In thinking about a name for our upcoming event the questions associated with so many aspects of our work kept coming into play.  Why are we delving deeply into the development of new creative work at a time like this?   How can we put a focus on issues abroad to Americans at a time like this? How can we possibly hold a fundraiser at a time like this?

The answer, of course, is obvious.  It is Especially Now that we should be doing the work we are doing.  It is Especially Now that we need to build the most responsive, innovative, visionary and positive cultural organization we can possibly imagine.

Thus, the name of the event came easily.

But this event brought on deeper contemplations for me than assigning it a title.  It made me think about our work in general.  I do see, of course, that The Global Theatre Project is an extension of my own experience of life.  It is my response to the world I see around me and so it is subject to those responses.  In many ways it is a living thing.  So what is it that I see? A world in dark transition struggling to find its light.  It is a real struggle.  Played out now in almost every country around the globe.

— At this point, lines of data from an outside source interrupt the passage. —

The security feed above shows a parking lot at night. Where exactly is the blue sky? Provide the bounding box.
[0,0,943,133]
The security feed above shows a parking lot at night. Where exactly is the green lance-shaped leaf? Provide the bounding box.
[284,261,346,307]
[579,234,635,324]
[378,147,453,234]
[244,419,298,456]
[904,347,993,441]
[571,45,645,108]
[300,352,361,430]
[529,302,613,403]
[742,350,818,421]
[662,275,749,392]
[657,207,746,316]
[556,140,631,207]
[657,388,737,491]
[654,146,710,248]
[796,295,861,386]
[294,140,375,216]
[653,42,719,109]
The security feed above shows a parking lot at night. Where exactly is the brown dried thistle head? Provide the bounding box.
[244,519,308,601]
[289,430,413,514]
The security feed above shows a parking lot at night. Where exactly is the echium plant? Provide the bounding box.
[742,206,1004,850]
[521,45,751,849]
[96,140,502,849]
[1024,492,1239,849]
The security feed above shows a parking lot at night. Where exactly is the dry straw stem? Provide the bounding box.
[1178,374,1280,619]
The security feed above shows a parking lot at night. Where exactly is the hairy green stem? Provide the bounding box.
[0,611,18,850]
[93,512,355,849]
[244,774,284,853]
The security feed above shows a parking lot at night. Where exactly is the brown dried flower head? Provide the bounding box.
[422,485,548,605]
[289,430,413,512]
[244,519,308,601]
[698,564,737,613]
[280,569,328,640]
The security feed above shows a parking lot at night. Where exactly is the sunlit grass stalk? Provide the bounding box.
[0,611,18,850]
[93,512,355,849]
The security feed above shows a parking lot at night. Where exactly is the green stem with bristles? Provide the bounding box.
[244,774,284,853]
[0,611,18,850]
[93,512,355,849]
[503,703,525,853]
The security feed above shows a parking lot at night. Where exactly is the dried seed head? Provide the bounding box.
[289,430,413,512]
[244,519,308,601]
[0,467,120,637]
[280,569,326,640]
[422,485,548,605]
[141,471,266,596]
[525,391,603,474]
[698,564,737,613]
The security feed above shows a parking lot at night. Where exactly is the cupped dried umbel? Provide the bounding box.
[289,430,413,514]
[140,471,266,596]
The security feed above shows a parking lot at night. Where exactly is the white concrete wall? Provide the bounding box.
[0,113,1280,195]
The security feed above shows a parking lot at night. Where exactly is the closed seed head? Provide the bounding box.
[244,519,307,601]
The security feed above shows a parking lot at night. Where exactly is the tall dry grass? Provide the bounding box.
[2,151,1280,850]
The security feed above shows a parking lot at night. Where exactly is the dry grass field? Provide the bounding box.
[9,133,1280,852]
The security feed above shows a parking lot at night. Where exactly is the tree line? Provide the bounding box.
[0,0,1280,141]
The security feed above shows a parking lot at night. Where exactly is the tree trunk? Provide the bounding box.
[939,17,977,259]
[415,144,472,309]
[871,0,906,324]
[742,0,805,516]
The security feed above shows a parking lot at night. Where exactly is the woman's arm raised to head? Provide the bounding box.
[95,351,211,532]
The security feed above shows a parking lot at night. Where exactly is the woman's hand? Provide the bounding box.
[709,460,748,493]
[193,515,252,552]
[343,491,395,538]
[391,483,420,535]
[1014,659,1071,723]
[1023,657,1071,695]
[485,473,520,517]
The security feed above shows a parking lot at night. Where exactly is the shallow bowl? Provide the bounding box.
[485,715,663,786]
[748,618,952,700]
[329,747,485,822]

And the only way I believe we will achieve moving through struggle to real peace is through experiencing and understanding our commonality.  Then we can move forward.

As I mentioned in my last post, I recognize my ‘naive’ perspective on solving conflicting global issues through theatre.  My perspective on life in general has been called very ‘American’ from time to time by some of my international colleagues.  Of course I am aware that there are complex challenges and systems, structures and cultural divides (as well as economic, social, political, etc. etc.) that we hold as reasons for the tensions and conflicts which are becoming more and more articulated.

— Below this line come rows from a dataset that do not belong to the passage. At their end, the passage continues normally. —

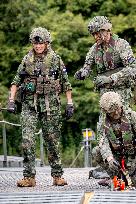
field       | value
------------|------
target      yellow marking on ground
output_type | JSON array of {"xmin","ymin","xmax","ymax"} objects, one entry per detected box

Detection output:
[{"xmin": 83, "ymin": 192, "xmax": 94, "ymax": 204}]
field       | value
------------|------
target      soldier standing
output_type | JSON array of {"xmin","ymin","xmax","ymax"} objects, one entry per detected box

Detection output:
[
  {"xmin": 93, "ymin": 91, "xmax": 136, "ymax": 188},
  {"xmin": 8, "ymin": 27, "xmax": 74, "ymax": 187},
  {"xmin": 75, "ymin": 16, "xmax": 136, "ymax": 178}
]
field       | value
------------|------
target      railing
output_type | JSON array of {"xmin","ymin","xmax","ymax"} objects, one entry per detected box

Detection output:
[{"xmin": 0, "ymin": 120, "xmax": 44, "ymax": 167}]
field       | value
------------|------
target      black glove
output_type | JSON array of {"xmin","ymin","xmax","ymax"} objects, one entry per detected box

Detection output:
[
  {"xmin": 7, "ymin": 101, "xmax": 16, "ymax": 113},
  {"xmin": 108, "ymin": 159, "xmax": 121, "ymax": 171},
  {"xmin": 94, "ymin": 76, "xmax": 113, "ymax": 89},
  {"xmin": 65, "ymin": 104, "xmax": 74, "ymax": 120},
  {"xmin": 74, "ymin": 71, "xmax": 85, "ymax": 80}
]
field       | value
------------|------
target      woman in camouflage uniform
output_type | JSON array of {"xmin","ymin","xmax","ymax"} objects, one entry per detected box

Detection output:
[
  {"xmin": 8, "ymin": 27, "xmax": 74, "ymax": 187},
  {"xmin": 93, "ymin": 92, "xmax": 136, "ymax": 188},
  {"xmin": 75, "ymin": 16, "xmax": 136, "ymax": 105}
]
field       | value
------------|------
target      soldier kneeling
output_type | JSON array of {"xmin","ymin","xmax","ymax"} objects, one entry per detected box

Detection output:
[{"xmin": 93, "ymin": 92, "xmax": 136, "ymax": 189}]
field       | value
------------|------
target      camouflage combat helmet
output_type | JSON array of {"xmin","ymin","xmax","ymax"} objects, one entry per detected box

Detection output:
[
  {"xmin": 100, "ymin": 91, "xmax": 123, "ymax": 113},
  {"xmin": 88, "ymin": 16, "xmax": 112, "ymax": 33},
  {"xmin": 29, "ymin": 27, "xmax": 51, "ymax": 43}
]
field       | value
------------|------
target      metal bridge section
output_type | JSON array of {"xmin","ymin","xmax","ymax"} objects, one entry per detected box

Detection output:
[
  {"xmin": 0, "ymin": 191, "xmax": 84, "ymax": 204},
  {"xmin": 0, "ymin": 166, "xmax": 136, "ymax": 204},
  {"xmin": 89, "ymin": 191, "xmax": 136, "ymax": 204}
]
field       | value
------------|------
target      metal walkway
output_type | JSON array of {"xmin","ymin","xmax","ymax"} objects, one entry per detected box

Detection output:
[
  {"xmin": 89, "ymin": 191, "xmax": 136, "ymax": 204},
  {"xmin": 0, "ymin": 166, "xmax": 136, "ymax": 204},
  {"xmin": 0, "ymin": 191, "xmax": 84, "ymax": 204}
]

But, at the same time.  I recognize that there are more and more people around the world who are reaching across those divides in spite of the complex challenges.  They are motivated by one thing.  Human connection.  Because once you make that connection. . .once you see yourself in that other person or people. . . you create possibility for change. 

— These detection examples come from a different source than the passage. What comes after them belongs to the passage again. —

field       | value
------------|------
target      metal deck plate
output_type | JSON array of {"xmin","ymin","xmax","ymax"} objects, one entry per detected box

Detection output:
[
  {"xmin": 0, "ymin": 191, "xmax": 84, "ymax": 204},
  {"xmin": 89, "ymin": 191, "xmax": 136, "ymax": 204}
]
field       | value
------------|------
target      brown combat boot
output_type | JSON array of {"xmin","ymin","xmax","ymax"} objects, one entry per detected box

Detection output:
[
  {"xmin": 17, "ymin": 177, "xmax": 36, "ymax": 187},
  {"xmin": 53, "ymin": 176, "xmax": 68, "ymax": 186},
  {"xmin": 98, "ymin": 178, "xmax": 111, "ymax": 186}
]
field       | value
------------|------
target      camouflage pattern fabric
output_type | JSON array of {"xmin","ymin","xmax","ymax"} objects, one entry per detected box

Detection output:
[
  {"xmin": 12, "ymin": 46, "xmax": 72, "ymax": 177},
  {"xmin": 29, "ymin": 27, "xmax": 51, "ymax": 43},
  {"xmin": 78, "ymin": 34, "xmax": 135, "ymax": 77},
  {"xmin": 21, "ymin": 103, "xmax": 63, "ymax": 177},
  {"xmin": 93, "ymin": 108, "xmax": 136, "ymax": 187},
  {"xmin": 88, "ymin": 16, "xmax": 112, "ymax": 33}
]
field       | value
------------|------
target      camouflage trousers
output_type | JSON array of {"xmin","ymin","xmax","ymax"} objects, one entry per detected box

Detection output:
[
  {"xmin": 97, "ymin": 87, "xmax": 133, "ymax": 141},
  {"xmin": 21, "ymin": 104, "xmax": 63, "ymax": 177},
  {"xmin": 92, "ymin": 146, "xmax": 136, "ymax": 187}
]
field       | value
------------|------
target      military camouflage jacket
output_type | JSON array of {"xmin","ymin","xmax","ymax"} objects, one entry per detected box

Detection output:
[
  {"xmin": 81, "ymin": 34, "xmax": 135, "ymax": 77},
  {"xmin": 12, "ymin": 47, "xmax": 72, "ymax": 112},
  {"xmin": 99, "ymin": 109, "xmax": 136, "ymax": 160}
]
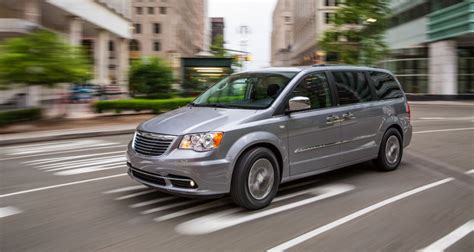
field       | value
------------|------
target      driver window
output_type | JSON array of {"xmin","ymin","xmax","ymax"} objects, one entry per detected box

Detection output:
[{"xmin": 291, "ymin": 73, "xmax": 333, "ymax": 109}]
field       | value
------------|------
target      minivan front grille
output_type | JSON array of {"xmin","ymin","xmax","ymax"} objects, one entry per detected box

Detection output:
[{"xmin": 133, "ymin": 131, "xmax": 176, "ymax": 156}]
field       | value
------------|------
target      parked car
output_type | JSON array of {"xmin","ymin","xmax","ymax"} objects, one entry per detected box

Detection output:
[{"xmin": 127, "ymin": 65, "xmax": 412, "ymax": 209}]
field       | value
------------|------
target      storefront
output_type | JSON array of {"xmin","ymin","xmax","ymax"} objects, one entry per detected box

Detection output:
[{"xmin": 181, "ymin": 57, "xmax": 232, "ymax": 95}]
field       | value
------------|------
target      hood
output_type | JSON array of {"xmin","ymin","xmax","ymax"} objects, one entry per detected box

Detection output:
[{"xmin": 137, "ymin": 106, "xmax": 257, "ymax": 135}]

In our work it is important that we always celebrate our connection.  Even when we are addressing difficult issues, such as we will do on December 11th.  It is the process of exposing what is, breathing life into it through communal and public experience and moving forward armed with an awareness that can no longer be ignored that interests me.  How can theatre and all the aspects around creating it do this?  And how can it do it better and better?  How can we take this evening and apply as many prisms to the experience for our participants and our audience as we possibly can?

These are my questions.

Because, to me, it is Especially Now that we must focus on how we can Create the World Together.